Dolanan/permainan anak saat ini sudah mengalami pergeseran bahkan sudah tidak dikenal lagi oleh sebagian besar anak kita. Hal ini karena maraknya permainan di gadget/smartphone yang lebih disenangi oleh anak-anak kita, padahal dolanan anak nusantara banyak variasinya dan mempunyai nilai dan filosofi tinggi dibandingkan dengan dolanan gadget. Dengan kegiatan ini diharapkan anak-anak mengenal dan mencintai dolanan anak Nusantara yang mengandung nilai-nilai tinggi. Gambar diatas beberapa anak sedang bermaian congklak/dakon. Permainan ini juga telah dikenal oleh seluruh wilayah di Indonesia. Menggunakan biji congklak yang terbuat dari cangkang karang tapi ada juga yang menggunakan batu, biji asam jawa ataupun biji-bijian lainnya lalu menggunakan papan congklak yang berisi 16 lubang. Permainan ini hanya bisa dilakukan oleh dua orang saja. Biji congklak berisi 98 buah dan papan congklak ada yang terbuat dari plastik namun juga ada yang dari kayu. 
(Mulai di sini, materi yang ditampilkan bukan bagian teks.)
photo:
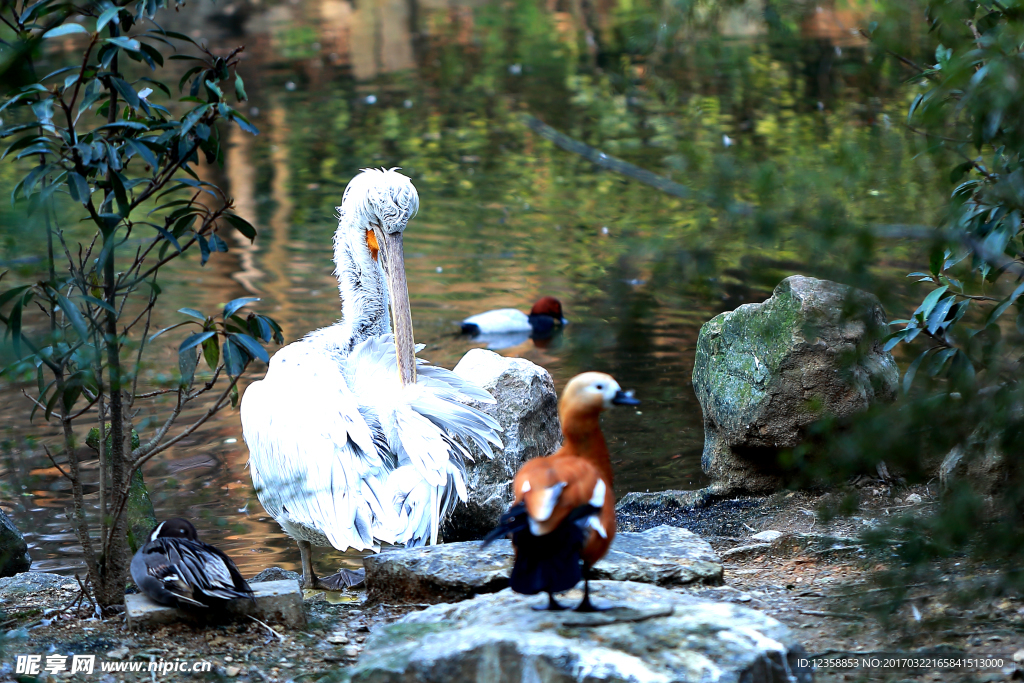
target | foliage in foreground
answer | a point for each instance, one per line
(90, 132)
(962, 413)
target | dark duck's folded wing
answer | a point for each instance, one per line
(160, 579)
(210, 571)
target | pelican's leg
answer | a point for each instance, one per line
(586, 605)
(308, 577)
(553, 605)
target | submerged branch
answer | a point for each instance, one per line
(605, 161)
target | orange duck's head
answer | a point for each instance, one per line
(591, 393)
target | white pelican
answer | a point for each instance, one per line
(351, 438)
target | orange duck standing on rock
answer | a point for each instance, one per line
(563, 517)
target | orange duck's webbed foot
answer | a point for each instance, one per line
(553, 605)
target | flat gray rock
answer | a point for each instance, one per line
(276, 573)
(452, 571)
(650, 635)
(527, 412)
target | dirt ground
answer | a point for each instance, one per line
(817, 579)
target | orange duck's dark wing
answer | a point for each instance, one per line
(557, 511)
Awal memainkan permainan ini dengan suit menentukan siapa yang jalan dulan, lalu jika ada yang menang maka pemain harus mengambil semua biji dari salah satu lubang dan biji tersebut diisi satu persatu ke lubang yang sudah ditentukan, dari kiri atau kanan. Hingga biji habis dan setelah itu ambil lagi semua biji dari tempat terakhir biji diletakkan. Begitu seterusnya hingga siapa yang mendapat biji paling banyak maka ia yang menjadi pemenang.
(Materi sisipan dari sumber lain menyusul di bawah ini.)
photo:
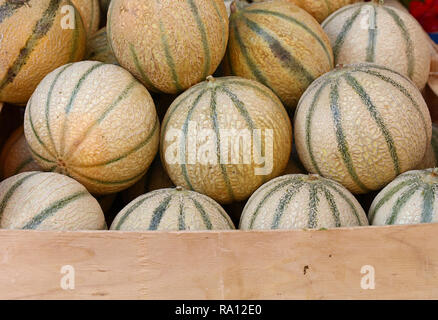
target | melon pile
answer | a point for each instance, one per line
(211, 115)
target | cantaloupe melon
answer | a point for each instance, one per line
(156, 178)
(48, 201)
(16, 157)
(172, 209)
(168, 45)
(215, 134)
(319, 9)
(98, 48)
(371, 32)
(299, 201)
(34, 43)
(94, 122)
(411, 198)
(90, 13)
(362, 125)
(278, 44)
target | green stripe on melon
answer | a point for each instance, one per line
(409, 199)
(42, 27)
(38, 43)
(299, 201)
(172, 209)
(362, 145)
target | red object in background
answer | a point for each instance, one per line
(426, 12)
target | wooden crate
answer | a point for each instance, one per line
(298, 264)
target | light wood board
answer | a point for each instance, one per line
(298, 264)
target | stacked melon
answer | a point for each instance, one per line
(340, 101)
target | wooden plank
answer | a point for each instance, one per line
(222, 265)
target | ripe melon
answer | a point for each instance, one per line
(48, 201)
(299, 201)
(90, 13)
(16, 156)
(214, 134)
(362, 125)
(168, 45)
(94, 122)
(278, 44)
(172, 209)
(34, 43)
(98, 48)
(410, 199)
(156, 178)
(371, 32)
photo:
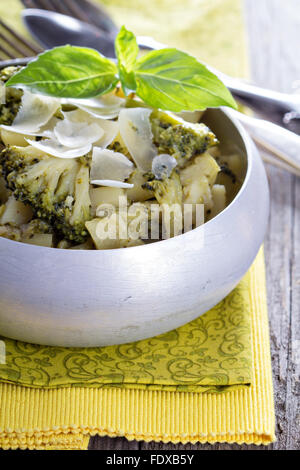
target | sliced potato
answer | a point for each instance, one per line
(14, 138)
(219, 199)
(106, 195)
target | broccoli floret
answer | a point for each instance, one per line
(56, 189)
(181, 139)
(8, 231)
(166, 191)
(9, 109)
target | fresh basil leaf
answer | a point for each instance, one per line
(127, 80)
(173, 80)
(68, 72)
(126, 51)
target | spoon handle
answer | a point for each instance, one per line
(272, 105)
(281, 142)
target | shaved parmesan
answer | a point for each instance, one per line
(35, 111)
(111, 129)
(112, 183)
(76, 130)
(106, 107)
(53, 147)
(136, 132)
(110, 165)
(162, 165)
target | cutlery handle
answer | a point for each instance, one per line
(282, 142)
(272, 105)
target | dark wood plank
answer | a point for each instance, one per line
(273, 30)
(108, 443)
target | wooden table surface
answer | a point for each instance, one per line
(273, 28)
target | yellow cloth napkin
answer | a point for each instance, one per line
(211, 353)
(40, 418)
(50, 401)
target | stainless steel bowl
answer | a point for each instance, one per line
(97, 298)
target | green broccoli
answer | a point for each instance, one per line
(181, 139)
(9, 109)
(56, 189)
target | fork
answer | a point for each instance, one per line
(13, 45)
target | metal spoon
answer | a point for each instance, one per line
(53, 29)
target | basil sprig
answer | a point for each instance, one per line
(167, 78)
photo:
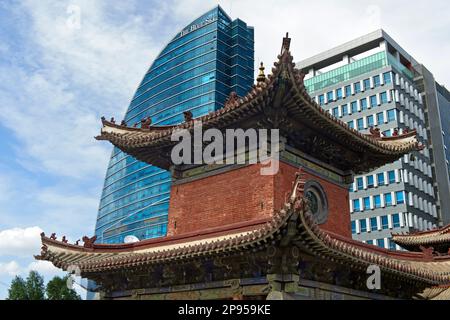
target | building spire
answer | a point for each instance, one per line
(261, 75)
(286, 43)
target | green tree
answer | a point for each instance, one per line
(57, 290)
(35, 286)
(18, 289)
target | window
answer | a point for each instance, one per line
(399, 197)
(363, 225)
(357, 87)
(359, 183)
(354, 107)
(373, 101)
(391, 176)
(373, 224)
(363, 103)
(380, 117)
(350, 124)
(380, 179)
(356, 205)
(391, 115)
(392, 245)
(384, 223)
(370, 182)
(366, 84)
(388, 199)
(387, 77)
(377, 201)
(336, 112)
(330, 96)
(376, 81)
(383, 97)
(360, 124)
(321, 100)
(396, 220)
(339, 94)
(366, 203)
(370, 122)
(348, 91)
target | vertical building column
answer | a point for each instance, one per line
(402, 219)
(379, 223)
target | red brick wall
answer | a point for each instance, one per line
(235, 196)
(243, 195)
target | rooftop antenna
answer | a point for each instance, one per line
(286, 43)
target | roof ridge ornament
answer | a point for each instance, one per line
(261, 75)
(286, 43)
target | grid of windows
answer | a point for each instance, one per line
(353, 103)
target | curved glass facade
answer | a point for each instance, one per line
(196, 71)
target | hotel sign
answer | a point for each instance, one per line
(198, 25)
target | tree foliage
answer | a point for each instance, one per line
(33, 288)
(57, 290)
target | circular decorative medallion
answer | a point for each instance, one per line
(317, 201)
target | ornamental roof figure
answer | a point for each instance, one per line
(438, 239)
(261, 77)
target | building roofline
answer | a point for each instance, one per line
(353, 47)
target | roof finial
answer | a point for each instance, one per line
(261, 75)
(286, 43)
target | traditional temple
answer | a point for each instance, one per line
(236, 234)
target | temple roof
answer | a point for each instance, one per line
(425, 267)
(279, 102)
(439, 239)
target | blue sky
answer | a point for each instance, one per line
(58, 79)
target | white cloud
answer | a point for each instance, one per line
(20, 242)
(11, 268)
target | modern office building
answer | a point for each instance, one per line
(196, 71)
(372, 82)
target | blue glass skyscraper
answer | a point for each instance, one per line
(197, 70)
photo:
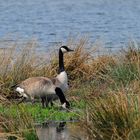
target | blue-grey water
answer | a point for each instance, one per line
(114, 22)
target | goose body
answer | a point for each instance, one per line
(48, 89)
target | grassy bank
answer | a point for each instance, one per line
(104, 90)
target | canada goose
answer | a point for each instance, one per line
(42, 86)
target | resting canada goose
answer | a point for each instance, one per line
(42, 86)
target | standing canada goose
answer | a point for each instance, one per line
(42, 86)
Dolanan ini mengajarkan kepada anak mengenai ketekunan, kesabaran, ketepatan, kejujuran dan berhitung dengan teliti.

Lompat tali
Dolanan selanjutnya yaitu lompat tali. Lompat tali menggunakan gelang karet yang disusun sedemikain rupa sehingga membentuk rantai tali yang panjang. Rantai tali karet ini sangat fleksibel dan bisa memanjang sehingga tidak mudah putus. Cara bermainnya cukup sederhana, yaitu dua orang memegang tali sedangkan lainnya melompati tali dari mulai mata kaki sampai ketinggiannya meningkat ke ujung tangan yang memegang tali. Yang tidak berhasil melompat maka akan bertugas untuk memegang tali. Dolanan ini mengajarkan anak mengenai ketangkasan, kekuatan dan keberanian. 

Jengklek/Engklek
Permainan ini sampai sekarang masih dilakukan dan seluruh wilayah Indonesia mengenal permainan ini, meskipun disetiap daerah memiliki sebutan lain-lain. Engklek dimainkan oleh anak laki-laki dan juga perempuan. Bisa dilakukan oleh dua orang saja dan maksimal lima orang, sebab untuk memainkannya harus menunggu giliran dan jika banyak yang bermain maka akan lama menunggunya.
Cara bermainnya dengan menggambar kotak-kotak di latar. Bermainnya dilapangan yang terang agar mudah menggambar kotak-kotaknya. Ada sembilan kotak yang terdiri dari tiga buah kotak horizontal, lalu disambung tiga kotak vertikal, setelah itu tambah satu kotak diatasnya dan terakhir dua kotak dihorizontal. Satu persatu pemain melompati kotak tersebut dari awal hingga terakhir. Melompatnya harus menggunakan satu kaki, jika kaki terjatuh maka harus menaruh batu disalah satu kotak terakhir sebagai tanda untuk mengawali giliran. Dolanan ini mengajarkan anak-anak mengenai ketangkasan, kesabaran, kekuatan dan kebersamaan.
Para Ustadzah juga ikut memeriahkan tarik tambang
Tarik tambang, dolanan ini sudah terkenal ke seantero nusantara. Sampai sekarang masih sering dimainkan terutama saat peringatan HUT NKRI di kampung-kampung maupun di sekolah-sekolah. Tidak hanya siswa-siswi yang memeriahkan dolanan nusantara, para ustadzah juga turut serta memeriahkan sehingga suasana menjadi ramai dan menegangkan. Peraturan permainan ini yaitu tim yang mampu menarik lawan sampai batas tertentu maka akan ditetapkan sebagai pemenang.
Dolanan ini mengajarkan kepada kita tentang kekuatan, strategi untuk menang, kekompakan tim, ketaatan pada pemimpin dan ketangkasan.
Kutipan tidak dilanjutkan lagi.